Archive for April, 2006

When segmentation goes bad

April 28, 2006

Orange’s latest campaign, for me, is a prime example of how not to use a consumer segmentation. 

orange_animals.jpg

 
They’ve developed a reasonable seeming, pan-European, psychographic segmentation. Which, according to my friends at Acacia Avenue, is “a mix of psychological and demographic factors providing richer understanding of the deep motivations influencing behaviour”.

But Orange have only bleedin’ gawn and turned it around and showed it to their customers!

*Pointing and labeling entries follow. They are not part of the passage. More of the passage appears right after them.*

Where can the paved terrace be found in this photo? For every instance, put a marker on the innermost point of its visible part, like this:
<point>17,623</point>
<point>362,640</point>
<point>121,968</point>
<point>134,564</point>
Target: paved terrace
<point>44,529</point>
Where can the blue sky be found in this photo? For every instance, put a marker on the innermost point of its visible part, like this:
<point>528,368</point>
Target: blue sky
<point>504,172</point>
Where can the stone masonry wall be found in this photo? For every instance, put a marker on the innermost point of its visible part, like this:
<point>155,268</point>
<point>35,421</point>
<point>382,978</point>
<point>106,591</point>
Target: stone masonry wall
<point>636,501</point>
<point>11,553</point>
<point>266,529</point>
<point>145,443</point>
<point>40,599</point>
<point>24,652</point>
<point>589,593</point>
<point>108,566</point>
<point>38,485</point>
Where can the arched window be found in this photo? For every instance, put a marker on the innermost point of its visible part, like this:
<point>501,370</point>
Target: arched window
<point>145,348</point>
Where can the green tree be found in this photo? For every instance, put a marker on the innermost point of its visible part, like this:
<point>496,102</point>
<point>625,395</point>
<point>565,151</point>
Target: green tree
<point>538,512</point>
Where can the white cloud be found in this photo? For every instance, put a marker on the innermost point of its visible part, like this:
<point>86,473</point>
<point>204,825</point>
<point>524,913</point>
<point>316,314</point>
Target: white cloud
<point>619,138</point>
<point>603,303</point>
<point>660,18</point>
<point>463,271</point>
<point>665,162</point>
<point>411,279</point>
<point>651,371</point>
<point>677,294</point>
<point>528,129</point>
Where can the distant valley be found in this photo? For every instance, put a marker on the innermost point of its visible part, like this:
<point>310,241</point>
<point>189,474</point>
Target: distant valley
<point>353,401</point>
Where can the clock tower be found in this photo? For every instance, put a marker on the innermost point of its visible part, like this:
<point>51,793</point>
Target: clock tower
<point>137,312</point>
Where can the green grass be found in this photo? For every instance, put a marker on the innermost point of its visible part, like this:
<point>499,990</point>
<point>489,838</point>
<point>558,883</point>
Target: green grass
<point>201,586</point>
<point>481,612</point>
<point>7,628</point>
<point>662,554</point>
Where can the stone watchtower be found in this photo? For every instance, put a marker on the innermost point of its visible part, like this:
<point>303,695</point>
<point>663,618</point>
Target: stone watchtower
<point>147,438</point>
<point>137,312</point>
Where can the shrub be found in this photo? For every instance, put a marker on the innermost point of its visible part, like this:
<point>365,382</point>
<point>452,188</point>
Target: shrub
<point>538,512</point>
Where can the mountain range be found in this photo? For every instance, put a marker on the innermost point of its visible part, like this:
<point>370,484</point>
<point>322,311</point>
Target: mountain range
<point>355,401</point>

I’m sure that’s not what you’re meant to do?! If you were, businesses could just publish their McKinsey-authored strategy, and customers would just fall all over them.

I’m pretty sure segmentation is meant to be used to:

  • Create personas and use-case scenarios for product and service development.
  • Help the organisation internalise a view of who their customers really are as people, not just revenue-earning units.
  • Develop communications messaging and media targeting.

I’m pretty sure it’s not meant to be used to:

  • Provide an advertising veneer for an unchanged and over-complicated set of tariffs.
  • Patronise customers by asking them to self-identify with a generalised set of behaviours that nobody exhibits in reality.

Lastly, as my friend Mark Gent observed yesterday, if you were going to ask customers to compare themselves to animals, would you really want to choose the Racoon – best known for rummaging in dustbins? Who’d want to identify with that behaviour?

 

 

 

Disclosure 1: Orange has been a client of mine on two occasions in the past.

Disclosure 2: I was involved in the very early stages of developing Orange’s consumer segmentation, with the lovely Captain Haddock of Plot. Back then, we imagined it would be used to create exciting new service design concepts.

Disclosure 3: My friends at the branding agency Figtree had something to do with developing this campaign. They know I think it’s whack, I also know I’d be delighted to eat my hat if I’m proved wrong and that Orange’s sales explode as a result of this bold new approach.

Disclosure 4: My old employer Ingram have recently been shafted by Orange and their unique brand of France Telecom inspired politics. But I wrote this post in my mind long before that happened, so it’s not sour grapes.

Disclosure 5: I don’t think I’ve ever read a blog post where the disclosures are longer than the real content before.